As leis de internet da Índia exigem que as plataformas de redes sociais compartilhem dados de usuários com o governo federal em certas circunstâncias.
Contudo, obter esses dados de empresas internacionais é difícil e demorado.
Gigantes globais como a Meta e o X também contam com apoio jurídico e financeiro para resistir às solicitações governamentais que considerem injustas.
Em 2021, o WhatsApp processou o governo indiano por causa das novas regras digitais para regular o conteúdo em redes sociais e plataformas de streaming, argumentando que elas violavam as proteções de privacidade do WhatsApp.
O X também apresentou ações judiciais contra o poder do governo de bloquear ou remover conteúdo.
Diante disso, especialistas se perguntam: será que o Arattai, um aplicativo de fabricação indiana, conseguiria atender às exigências do governo que podem colocar em risco os direitos de privacidade dos usuários.
Rahul Matthan, especialista em direito tecnológico, afirma que, até que haja mais clareza sobre a arquitetura de privacidade do Arattai e a posição de seu CEO em relação ao compartilhamento de dados com o governo, muitas pessoas podem não se sentir confortáveis em usá-lo.
Já Roy avalia que a Zoho pode se sentir obrigada a atender ao governo, principalmente pelo fato de ministros federais estarem promovendo o aplicativo.
Além disso, pode não ser fácil para uma startup indiana resistir quando solicitada a cumprir as leis do país e as exigências das autoridades.
Quando questionado sobre o que faria se recebesse esses pedidos, Mani Vembu disse que a empresa “quer que seus usuários mantenham o controle total sobre seus dados, cumprindo as regras e regulamentações de tecnologia da informação do país”.

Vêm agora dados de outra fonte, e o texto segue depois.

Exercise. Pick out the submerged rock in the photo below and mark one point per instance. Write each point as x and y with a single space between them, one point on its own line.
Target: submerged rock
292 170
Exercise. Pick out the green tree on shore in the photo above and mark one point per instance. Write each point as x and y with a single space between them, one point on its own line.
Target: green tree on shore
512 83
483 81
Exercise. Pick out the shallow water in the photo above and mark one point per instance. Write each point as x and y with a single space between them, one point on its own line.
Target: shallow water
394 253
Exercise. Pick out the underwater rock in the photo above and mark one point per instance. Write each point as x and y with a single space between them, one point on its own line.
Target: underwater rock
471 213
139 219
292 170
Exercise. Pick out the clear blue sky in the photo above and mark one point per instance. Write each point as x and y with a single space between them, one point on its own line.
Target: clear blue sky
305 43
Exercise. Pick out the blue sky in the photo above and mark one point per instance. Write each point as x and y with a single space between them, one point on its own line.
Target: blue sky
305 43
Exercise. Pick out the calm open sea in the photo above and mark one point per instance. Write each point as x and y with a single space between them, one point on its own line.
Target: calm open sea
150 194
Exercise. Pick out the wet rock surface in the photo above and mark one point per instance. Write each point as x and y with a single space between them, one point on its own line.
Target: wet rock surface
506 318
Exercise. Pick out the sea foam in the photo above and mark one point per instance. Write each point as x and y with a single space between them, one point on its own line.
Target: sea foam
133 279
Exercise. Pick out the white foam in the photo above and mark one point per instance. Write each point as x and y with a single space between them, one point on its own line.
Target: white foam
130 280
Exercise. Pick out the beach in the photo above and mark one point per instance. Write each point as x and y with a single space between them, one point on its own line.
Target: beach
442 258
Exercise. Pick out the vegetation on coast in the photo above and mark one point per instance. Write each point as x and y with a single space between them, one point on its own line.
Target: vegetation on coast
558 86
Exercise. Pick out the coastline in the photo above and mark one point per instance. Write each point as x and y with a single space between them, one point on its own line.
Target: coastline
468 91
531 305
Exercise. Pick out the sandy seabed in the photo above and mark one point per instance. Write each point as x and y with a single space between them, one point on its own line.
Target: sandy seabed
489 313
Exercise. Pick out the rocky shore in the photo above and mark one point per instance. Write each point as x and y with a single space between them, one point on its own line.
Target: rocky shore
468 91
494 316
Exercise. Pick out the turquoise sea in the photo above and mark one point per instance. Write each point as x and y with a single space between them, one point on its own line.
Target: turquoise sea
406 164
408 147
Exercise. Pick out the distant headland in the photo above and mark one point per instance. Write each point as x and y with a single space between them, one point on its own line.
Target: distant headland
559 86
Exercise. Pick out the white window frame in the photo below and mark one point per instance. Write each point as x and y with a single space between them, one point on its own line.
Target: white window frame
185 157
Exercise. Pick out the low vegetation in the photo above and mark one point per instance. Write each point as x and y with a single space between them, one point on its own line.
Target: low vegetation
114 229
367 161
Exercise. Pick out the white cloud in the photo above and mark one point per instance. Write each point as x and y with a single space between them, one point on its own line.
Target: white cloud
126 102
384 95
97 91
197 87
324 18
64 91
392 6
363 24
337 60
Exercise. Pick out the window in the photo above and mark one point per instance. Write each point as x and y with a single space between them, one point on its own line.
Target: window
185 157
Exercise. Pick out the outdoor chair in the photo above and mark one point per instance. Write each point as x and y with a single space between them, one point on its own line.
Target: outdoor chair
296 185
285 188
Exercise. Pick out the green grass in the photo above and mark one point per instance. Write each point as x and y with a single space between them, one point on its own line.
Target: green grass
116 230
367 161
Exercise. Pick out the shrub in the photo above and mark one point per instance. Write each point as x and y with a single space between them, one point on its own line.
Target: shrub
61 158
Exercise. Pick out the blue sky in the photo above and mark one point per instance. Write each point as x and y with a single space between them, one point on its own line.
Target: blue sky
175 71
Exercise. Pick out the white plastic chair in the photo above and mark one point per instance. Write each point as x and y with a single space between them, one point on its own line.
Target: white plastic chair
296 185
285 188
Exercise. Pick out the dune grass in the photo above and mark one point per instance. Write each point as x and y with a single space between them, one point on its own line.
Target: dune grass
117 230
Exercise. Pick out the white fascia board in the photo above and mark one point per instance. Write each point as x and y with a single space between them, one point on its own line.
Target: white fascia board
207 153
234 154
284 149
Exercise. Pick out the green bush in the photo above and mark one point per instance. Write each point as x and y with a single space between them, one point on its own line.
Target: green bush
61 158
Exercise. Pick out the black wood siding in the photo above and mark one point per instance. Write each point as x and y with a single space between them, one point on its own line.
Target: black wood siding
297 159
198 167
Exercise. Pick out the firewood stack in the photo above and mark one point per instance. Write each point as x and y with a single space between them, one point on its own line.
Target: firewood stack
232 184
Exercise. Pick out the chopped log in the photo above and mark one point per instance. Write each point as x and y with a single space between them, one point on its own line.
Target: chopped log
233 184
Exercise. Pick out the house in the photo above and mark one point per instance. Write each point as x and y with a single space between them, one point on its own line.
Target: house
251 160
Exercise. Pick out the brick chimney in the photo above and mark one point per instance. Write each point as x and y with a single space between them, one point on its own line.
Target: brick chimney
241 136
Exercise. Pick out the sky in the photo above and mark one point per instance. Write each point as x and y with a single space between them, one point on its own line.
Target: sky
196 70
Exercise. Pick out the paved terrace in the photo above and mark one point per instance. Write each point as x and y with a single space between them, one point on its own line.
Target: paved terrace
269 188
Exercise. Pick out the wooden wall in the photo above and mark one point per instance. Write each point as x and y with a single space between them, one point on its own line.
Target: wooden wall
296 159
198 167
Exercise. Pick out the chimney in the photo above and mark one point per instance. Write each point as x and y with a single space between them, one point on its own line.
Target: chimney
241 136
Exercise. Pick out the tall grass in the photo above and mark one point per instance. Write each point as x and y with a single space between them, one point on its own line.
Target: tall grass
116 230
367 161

“Assim que a criptografia de ponta a ponta estiver totalmente implementada, nem nós teremos acesso ao conteúdo das conversas. Seremos transparentes com nossos usuários sobre quaisquer obrigações legais”, afirmou.
A experiência mostra que as chances estão contra os aplicativos indianos, especialmente com o domínio de gigantes como WhatsApp e Facebook.
Resta saber se o Arattai vai conseguir se destacar, ou se vai desaparecer assim como tantos outros.